I've done a fair amount of learning since I last posted. OpenCL stopped being just a specification and now has a concrete implementation.
I upgraded my MacBook to Snow Leopard and got access to a fairly solid implementation. I say 'fairly' because it exhibits a few interesting quirks... I can pretty reliably get it to throw memory access errors even when I am doing nothing exotic. More about this if I can nail down why it is happening.
I've recently installed ATI Stream SDK 2.0 beta 2 to my 'Windows Beast' only to discover that beta 3 is the only one so far that works with the toolkit that I am using.
At present I am using
OpenCL4Java to provide the Java bindings to OpenCL they are developing fast and have the advantage of using JNA so there needs to be no native installs past the OpenCL drivers.
It has proved both easier and harder than I expected - I hadn't realised how much C I had forgotten, but then again the syntactical similarities with Java made it easier for me to get to grips with.
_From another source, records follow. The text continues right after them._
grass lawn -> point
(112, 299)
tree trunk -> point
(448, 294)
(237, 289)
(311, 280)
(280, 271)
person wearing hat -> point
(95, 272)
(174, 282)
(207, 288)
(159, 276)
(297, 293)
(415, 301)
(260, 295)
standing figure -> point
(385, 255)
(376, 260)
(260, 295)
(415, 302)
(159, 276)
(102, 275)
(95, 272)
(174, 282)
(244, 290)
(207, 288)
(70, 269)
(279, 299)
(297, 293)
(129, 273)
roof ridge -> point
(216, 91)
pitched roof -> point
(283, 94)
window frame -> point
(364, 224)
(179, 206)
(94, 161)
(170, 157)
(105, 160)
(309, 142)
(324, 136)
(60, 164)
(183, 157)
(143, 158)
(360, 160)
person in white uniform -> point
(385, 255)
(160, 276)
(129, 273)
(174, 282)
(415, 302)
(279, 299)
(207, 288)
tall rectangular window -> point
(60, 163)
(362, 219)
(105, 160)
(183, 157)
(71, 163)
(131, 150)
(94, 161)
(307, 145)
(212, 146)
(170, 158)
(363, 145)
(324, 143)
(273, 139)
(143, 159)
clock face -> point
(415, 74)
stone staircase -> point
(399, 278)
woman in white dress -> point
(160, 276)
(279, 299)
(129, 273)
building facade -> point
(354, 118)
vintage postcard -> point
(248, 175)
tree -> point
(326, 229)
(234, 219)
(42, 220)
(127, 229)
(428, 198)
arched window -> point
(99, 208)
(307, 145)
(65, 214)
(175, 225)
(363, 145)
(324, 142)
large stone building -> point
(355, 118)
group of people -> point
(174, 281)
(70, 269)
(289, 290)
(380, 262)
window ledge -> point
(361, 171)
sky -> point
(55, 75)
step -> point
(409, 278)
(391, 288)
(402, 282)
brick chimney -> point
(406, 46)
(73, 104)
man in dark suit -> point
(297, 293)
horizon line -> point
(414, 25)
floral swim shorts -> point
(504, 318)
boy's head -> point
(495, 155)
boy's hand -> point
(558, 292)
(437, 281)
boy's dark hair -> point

I walked through the various examples and tinkered with them until I had at least a basic grip. For my first program I decided to use a nearly perfect algorithm for scaling on multiple threads, the Mandelbrot set. Pseudo code for the algorithm is widely disseminated but to be honest the OpenCL implementation is clear enough. I'll present my take here and with it I will highlight some of the interesting features of OpenCL.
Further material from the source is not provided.